An hour passed. What could she have dreamt? Maybe of her mother and father, how little they'd done to believe it. She dreamt of summers before her last free one and the way the blue mountains slept under starry nights like children of God with sides turned and mouths whispering amusements to each other till eyes closed. She saw the teller calling her back to another carriage, shouting something that sounded most important and expensive to repeat. She dreamt of seven childish years gone.
When she awoke, he was inside on the stool by the stove, peeling potatoes.
"You've been falling asleep there much."
"I have. It's mine to do as I will."
"Not saying otherwise." He blushed. How odd, that color on his yellowed face.
"Put the peel outside when you're done."
"Yes, yes, love."
"What do you think you'll be doing with this shirt later?" She felt a dampness under her skirt, meaning the shirt had dried.
"Not running around, that's what." How odd that he grunted too, that sound from a void.
She went to take it to him. He looked up with a docile sting. He seemed to her eager too much. She felt a scratch in her cut hair, the scratchiness of an old tug. He kept looking. She was his fool just then.
"Stop."
"Stopping, yes, stopping."
"You'll remember the table." She almost shouted.
He grabbed the shirt she held onto firmly. "I will." The weakness wasn't in his arms.
Noon crawled to evening, evening bled to dusk, dusk disappeared into the quietest night in town. Her head brimmed like muddy bucket water as she tucked their baby to bed under no blanket except an embrace. "You'll sleep well now, won't you?" "Yes, Mummy."

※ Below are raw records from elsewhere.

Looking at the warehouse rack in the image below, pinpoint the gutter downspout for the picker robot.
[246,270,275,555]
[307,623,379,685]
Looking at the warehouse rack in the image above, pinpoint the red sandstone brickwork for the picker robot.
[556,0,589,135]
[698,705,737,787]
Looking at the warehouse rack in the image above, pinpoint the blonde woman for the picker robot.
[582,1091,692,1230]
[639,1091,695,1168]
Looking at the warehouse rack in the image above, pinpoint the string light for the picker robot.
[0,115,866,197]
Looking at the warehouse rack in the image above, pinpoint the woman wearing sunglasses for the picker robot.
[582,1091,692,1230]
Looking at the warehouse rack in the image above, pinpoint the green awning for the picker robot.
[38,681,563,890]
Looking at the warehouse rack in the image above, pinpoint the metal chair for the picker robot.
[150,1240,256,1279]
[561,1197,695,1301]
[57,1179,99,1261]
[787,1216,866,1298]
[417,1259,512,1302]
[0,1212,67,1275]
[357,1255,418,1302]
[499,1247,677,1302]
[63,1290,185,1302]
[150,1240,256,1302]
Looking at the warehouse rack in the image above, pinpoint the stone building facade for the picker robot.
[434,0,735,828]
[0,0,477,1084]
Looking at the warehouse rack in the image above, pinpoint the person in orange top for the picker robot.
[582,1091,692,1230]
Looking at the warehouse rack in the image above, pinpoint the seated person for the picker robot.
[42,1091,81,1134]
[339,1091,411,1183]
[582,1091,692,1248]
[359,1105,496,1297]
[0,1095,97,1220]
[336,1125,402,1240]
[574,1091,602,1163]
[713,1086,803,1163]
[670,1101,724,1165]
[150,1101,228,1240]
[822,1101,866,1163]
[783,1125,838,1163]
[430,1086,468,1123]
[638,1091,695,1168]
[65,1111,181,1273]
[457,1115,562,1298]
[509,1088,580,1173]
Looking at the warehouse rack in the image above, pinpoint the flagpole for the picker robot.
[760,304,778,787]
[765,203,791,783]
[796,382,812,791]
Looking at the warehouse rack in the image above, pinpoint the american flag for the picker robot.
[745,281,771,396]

Through stale air of the corridor, she carried the whistling lamplight and turned to their room, expecting him there. But the made bed lay perfect, flat without encumbrance. She went to lie herself and snuff the light. She laid still and stayed so, till he could be heard on the porch, handling the table.
For a while, he did a quiet work. He must have been bending low to pull nails out that clamored where they dropped in his tin box. He made fleshy groans distinct from any grunt. Everything creaked as he seemingly lost time and strength without getting the crook out of the legs yet. He worked with constant chitter-chattering, like he had found good company. But he was alone. He unfixed by accident anything he fixed - was how it sounded.
She laid in steaming stillness to listen for what might sound like him taking sleep. She’d recognise such a sound, she believed. It didn't come. But a thump of a hard, hard fall did. A double thump, like he'd fallen first on something other than ground. Nothing but emptiness. She smiled over the painted toes and cards of a teller, and slipped into sleep daringly like a new line into an ancient poem. "You will choose - death."